Any avid blog readers will know about my appreciation for the Shortlist media model[1]. One of the emails that have worked exceptionally well has been the daily Mr Hyde and Stylist email.

Email marketing in general has been on the radar for years. Cheaper than direct to mail, they very often had a pretty standard subject line designed to get through subject lines. Most publishing websites used email to encourage existing users to come onto the site as part of their daily routine.

Looking at the broad trends, there is an interesting juxtaposition. Email open rates have increased from 22% to 25.6% at the end of 2009, but email click through rates have declined from 5.9% to 4.4% on average[2] according to Epsilon.

As a statistic, this seems to be in opposite. In the UK, however, there are similarly low figures – an open rate of only 21.47% against a click through rate of only 3.16%[3]. More interestingly was the way that in this sector, publishing bucked the trend – achieving almost 25% more than their competitors on average with 4.26% click through rate against a 21.52% open rate.

That’s a lot of difference between comparative industries – and one possible answer as to why is that publishers are able to create the subject lines and brand that enables the trust for people to engage with their EDMs.

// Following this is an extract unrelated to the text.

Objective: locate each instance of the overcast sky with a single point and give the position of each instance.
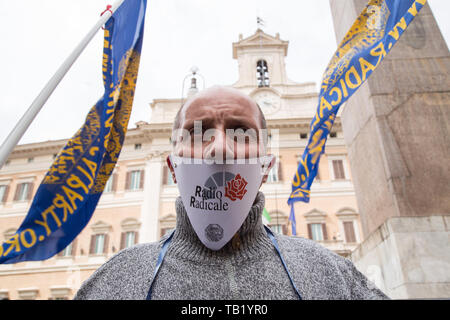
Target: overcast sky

Moreover, there are good news for advertisers: 67% of customers were willing, according to Clickz marketer Mike Hotz, to give email addresses to receive discounts and promotions. A further 57% ‘say they are more apt to buy a product in store after receiving an email’.

So before we even consider click through rates, there are some strong arguments to say that email is still an incredibly valuable and underrated tool in marketing.

And yet 61% of emails are considered non-essential by consumers. 49% of consumers subscribe to 1-10 brands, and 34% choose to receive 6 emails per day from brands that they trust[4]. This tells you that for brands – engagement and trust is important.

Publishers traditionally used their ‘impartial’ status as marketers, but not direct marketers, as a great skill to be able to generate trust in their audience – perhaps why they generate a higher click through rate than other industries.

What these statistics show is an astounding range of possibilities for the email publisher. Generally speaking, brands themselves can be far too defined to warrant an entire email of consumption – and Shortlist has shown there is a demand for a strong, daily email which can instead select and curate the brand stories you should be hearing about, wrapped around content that you are interested in.

So what is the future of the email with regards to publishers? Well, the opportunity lies in creating a compelling product that curates the content that consumers are looking for. Trust will be critical here – trust that the EDM not just delivers them relevant and engaging content, but content that will work.

For advertisers, this offering will be compelling – a way to cut through the traditional brand noise whilst maintaining a sense of product authenticity. For consumers, they get the news, content and information they want, in a convenient, easy to read format. And for publishers, they create a new channel of engagement – one that can draw people back to aggregating around their website.